AM took over CPS in January 1995, after the administrative problems facing the fund became seemingly insurmountable.

Another concern expressed by some about master trusts regards their safety. When you buy a company's shares, you're the legal as well as beneficial owner and you receive scrip or a CHESS holding statement in your name.

An independent securities dealer, Mr Laurie Ebert, says: "People do not understand that (with a master fund) they are parting with their money to a third party which owns the investment."

This technically applies to all trusts. But with master trusts it can be more difficult to establish beneficial ownership since bank records stay with the master manager's trustee, not those of the underlying funds.
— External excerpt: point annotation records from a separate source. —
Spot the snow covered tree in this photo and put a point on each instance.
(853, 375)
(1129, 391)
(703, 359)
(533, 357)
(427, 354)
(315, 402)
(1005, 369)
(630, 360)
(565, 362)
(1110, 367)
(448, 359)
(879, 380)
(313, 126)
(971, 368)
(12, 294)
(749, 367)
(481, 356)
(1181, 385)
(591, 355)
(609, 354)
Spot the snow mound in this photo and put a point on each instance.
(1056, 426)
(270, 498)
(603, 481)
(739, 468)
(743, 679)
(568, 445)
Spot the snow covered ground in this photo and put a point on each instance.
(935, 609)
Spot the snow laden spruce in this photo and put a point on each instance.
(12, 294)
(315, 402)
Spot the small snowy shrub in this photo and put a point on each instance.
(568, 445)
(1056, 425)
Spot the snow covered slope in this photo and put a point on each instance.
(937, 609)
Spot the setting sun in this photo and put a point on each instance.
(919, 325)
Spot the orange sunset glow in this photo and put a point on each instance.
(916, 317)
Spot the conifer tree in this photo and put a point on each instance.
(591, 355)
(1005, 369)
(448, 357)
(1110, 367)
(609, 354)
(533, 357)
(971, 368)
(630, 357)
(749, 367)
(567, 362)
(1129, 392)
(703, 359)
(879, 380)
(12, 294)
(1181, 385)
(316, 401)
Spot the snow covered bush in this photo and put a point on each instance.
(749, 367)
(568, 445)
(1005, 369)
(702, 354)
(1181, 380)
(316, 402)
IFA's executive director, Mr Peter Hutley, says that with master trusts, the assets are not in the name of the trustee of the underlying fund(s), but in the name of the trustee of the pooled master fund. He adds: "I don't know of any situation where the underlying securities are at risk unless the manager of the master manager has lied in stating where the investment has been placed." Investors in master trusts are also afforded some level of protection by the legislation covering superannuation and investment products.

MASTER TRUSTS - POINTS TO WATCH

* The manager/trustee/responsible entity is approved by the ASC or ISC.

* You have read the fine print in the prospectus or client information brochure.

* The MER table includes the fees of the investment managers. If not, ask about fees for the strategy or sector fund(s) you're proposing to enter.

* If the fund is unitised, does the buy-sell spread reflect the stated entry fee and initial transaction costs?

* If your adviser claims to be solely fee-for-service, is he remitting his commission to you directly, by cheque from the manager, or by investment in the fund?

* Is there a switch fee?

* Is your fee-for-service adviser remitting the trailing commission?

* What charges are permitted by the trust deed?

* Does the manager/trustee have adequate assets and indemnity insurance?

* How has the manager performed and is this likely to continue?